/KickStarters-Success

Data Visualizations and analysis on Kickstarter data from Kaggle

Primary LanguageR

Project Proposal

Ruthvik, Cynthia, & Talon

Here is the link to the Shiny App: https://rosefinch32.shinyapps.io/scripts/

Project Description

Increasingly, crowdfunding is being used by startups -- and even more established companies -- to fund their projects; sometimes quite ambitious ones. We are interested in learning more about the predictors of a successful crowdfunding project, and to this end, we have decided to use this robust dataset of Kickstarter projects through 2018. The data was collected by Mikael Mouille; a script by Anton Savchenko was used to handle USD conversion rates. It is published on Kaggle.

The very broad question we are interested in is, "What makes a Kickstarter project successful?" We intend to answer this using multiple subquestions, namely:

  • What are the most popular categories of Kickstarter project over time? Does the popularity of a certain category influence its funding?
  • Does the country from which a Kickstarter is launched significantly affect its success (as measured by funding)?
  • Does the success rate of a Kickstarter change depending on its goal amount (i.e., are $5,000 Kickstarters more funded more reliably than $100,000) Kickstarters?
  • Does the length of a project's funding period affect its funding?
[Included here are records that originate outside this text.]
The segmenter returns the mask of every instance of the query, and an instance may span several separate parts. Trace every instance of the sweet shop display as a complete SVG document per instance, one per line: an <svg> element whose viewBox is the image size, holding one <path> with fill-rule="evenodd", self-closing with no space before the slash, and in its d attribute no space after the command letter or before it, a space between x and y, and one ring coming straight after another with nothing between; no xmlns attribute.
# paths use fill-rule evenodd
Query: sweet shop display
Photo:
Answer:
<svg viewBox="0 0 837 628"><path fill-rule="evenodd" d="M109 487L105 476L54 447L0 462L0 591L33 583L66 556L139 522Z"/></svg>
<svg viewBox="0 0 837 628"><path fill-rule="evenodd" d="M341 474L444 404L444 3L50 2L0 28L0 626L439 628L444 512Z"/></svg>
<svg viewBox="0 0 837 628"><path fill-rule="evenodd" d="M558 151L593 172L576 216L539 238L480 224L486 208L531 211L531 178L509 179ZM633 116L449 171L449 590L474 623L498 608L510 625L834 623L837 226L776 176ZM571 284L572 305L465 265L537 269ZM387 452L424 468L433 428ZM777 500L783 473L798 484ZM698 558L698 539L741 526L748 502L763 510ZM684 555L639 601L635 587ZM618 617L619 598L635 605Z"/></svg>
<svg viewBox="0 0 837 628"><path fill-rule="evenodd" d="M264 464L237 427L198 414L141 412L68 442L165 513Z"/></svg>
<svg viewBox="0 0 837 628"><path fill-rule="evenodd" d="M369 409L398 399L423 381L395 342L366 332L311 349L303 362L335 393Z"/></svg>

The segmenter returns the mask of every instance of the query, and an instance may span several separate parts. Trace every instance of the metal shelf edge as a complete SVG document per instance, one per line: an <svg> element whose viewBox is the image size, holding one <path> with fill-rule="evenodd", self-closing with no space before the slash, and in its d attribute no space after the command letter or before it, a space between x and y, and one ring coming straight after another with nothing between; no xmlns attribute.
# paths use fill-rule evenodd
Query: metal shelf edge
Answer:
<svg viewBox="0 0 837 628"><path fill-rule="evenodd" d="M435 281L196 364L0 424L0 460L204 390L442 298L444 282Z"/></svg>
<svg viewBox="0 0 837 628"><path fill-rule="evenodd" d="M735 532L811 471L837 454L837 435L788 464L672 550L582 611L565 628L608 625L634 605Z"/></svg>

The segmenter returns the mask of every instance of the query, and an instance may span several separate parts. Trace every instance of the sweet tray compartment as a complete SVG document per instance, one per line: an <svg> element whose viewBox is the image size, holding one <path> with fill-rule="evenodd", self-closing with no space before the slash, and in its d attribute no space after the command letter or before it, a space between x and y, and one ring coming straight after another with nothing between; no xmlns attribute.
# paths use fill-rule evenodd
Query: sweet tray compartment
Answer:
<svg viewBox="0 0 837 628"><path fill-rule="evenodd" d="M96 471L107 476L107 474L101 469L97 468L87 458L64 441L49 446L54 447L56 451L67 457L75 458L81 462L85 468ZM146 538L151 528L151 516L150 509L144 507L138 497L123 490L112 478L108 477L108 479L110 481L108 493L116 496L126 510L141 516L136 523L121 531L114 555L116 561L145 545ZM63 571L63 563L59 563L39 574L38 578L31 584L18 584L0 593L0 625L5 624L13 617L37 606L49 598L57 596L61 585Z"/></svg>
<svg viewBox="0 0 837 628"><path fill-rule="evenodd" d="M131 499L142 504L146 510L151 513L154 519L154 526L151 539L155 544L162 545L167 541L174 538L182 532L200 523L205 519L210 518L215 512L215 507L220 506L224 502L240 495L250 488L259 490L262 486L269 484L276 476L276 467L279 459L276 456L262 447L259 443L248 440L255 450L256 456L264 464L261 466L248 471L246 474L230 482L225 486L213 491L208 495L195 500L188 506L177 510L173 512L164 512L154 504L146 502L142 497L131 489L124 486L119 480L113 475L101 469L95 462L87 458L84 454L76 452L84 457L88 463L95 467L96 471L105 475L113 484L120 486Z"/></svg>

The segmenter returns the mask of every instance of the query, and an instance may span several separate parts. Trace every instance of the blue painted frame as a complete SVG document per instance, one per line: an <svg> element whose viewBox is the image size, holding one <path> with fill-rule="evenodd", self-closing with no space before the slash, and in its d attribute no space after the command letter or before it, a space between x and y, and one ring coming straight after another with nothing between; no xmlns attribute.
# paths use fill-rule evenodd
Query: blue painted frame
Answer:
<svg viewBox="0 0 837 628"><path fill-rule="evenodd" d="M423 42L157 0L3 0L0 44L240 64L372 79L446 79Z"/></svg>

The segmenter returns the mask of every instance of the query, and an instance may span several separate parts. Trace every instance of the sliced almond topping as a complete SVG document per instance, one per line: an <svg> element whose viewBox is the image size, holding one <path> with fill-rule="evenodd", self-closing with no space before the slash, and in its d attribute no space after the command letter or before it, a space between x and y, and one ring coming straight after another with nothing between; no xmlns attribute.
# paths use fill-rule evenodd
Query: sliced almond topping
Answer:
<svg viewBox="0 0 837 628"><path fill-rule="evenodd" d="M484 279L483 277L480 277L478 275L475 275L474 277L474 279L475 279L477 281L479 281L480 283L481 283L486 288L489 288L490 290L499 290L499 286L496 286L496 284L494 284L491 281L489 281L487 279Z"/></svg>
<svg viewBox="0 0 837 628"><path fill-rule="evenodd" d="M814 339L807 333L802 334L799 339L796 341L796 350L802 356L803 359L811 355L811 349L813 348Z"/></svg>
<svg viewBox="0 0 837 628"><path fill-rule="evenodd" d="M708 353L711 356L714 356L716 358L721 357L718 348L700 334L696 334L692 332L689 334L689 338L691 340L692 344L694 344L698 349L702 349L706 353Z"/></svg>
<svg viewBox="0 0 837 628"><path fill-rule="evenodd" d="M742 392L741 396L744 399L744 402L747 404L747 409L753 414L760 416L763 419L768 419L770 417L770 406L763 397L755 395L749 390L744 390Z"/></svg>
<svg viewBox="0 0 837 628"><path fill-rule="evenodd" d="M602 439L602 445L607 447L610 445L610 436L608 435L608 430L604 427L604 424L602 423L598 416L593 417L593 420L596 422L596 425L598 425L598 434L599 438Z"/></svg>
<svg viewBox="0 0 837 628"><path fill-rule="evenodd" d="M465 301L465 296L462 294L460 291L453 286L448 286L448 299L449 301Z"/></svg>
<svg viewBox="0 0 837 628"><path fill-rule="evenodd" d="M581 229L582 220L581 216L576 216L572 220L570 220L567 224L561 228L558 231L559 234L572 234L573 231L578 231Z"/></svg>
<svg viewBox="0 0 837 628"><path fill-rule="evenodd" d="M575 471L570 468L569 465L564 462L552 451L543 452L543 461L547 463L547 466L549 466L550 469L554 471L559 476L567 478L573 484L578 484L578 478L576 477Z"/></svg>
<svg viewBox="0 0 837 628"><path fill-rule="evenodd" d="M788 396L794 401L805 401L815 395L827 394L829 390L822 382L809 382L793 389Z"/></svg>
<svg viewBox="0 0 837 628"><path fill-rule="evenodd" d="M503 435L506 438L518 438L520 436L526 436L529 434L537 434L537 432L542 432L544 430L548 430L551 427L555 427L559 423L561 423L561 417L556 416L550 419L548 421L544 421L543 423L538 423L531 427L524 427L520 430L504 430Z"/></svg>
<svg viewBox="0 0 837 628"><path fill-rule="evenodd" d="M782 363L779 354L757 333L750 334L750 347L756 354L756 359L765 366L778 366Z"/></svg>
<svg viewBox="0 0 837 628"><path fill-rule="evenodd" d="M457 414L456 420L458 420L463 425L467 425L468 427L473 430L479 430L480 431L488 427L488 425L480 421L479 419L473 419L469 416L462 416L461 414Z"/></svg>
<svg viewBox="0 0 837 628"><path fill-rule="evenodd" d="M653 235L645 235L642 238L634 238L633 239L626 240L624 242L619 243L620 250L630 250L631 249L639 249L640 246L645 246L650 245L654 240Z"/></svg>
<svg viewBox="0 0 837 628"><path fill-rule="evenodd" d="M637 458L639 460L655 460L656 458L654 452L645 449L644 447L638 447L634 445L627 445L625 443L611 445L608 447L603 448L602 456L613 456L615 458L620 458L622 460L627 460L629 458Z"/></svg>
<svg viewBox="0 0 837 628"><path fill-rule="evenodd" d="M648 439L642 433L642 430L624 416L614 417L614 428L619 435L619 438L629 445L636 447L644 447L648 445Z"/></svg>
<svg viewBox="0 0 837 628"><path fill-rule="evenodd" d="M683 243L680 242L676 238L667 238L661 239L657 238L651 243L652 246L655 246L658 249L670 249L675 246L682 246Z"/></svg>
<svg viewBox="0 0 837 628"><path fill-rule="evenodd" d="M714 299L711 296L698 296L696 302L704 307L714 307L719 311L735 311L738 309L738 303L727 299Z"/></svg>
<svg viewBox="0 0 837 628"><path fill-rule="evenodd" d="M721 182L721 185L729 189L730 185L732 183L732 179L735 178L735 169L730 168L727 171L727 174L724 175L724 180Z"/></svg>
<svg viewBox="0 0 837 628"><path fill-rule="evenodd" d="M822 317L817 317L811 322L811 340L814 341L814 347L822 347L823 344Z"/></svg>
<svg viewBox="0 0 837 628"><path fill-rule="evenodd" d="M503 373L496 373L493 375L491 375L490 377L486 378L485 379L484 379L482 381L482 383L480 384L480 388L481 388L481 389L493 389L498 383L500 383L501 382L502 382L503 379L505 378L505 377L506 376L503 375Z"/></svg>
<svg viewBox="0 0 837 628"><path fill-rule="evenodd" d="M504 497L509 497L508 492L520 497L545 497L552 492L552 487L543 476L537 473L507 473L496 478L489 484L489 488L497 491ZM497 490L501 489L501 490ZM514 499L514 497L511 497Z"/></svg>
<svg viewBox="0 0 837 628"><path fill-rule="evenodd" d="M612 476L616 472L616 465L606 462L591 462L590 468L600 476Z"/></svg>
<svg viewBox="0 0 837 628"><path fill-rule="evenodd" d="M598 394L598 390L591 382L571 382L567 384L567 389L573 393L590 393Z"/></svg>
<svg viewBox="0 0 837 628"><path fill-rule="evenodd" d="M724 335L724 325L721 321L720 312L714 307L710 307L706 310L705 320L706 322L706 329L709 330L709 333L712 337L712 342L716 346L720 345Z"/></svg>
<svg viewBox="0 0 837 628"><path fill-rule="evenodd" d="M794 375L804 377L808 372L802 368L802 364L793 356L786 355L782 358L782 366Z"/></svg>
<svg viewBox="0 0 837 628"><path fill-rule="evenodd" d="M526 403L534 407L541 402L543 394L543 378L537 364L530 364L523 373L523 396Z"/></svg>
Since we have four proposed visualizations and only three members, one of these questions may be cut.

We think this information could be highly pertinent to anyone interested in crowdfunding, but we are specifically interested in the success of young companies. For this reason, we may, for instance, choose to constrain the data such that only mid-sized projects are considered.

Technical Description

Our data is in a (very large) .csv file; so, not an API. We will be reading it into R using the standard read.csv() function.

We anticipate that the data will need to be permuted in multiple ways -- for instance, for Question #2, we are planning to group Kickstarters by country and display their funding status and amount funded in a world map visualization, which will (most likely) require finding latitudes and longitudes for each country. Separately, the data in Question #3 will be a line plot with "Funding Goal" along the x-axis and "% of Funding Reached" along the y-axis. This would require mutating the data to create a column representing the y-axis value.

Proposed implementations for other plots:

  • Determining the relationship between funding and funding period may be done by using difftime() to find the time difference between the "launched" and "deadline" columns; following this, we plan to use a line plot.
  • The relative popularity of different categories over time could be shown by counting the number of entries in each category in each year, then displaying them in a line plot with "Time" along the x-axis and "# of entries" along the y-axis. A different color would represent each type of Kickstarter. The follow-up subquestion -- "Does the popularity of a certain category influence its funding?" -- could be answered with a bar plot, one bar representing each category and the y-axis representing the average success rate of that category. If we wanted to look at the average success rate in different years, we might introduce multiple bars per category -- say, one for 2010 & one for 2018.

We are also interested in creating a 3D plot, but this is tentative since none of us have worked with one before.

For this project, we will be using Shiny and -- potentially -- Plotly. We anticipate that using Shiny will present some challenges, since none of us have as much experience with it as with, say, ggplot2.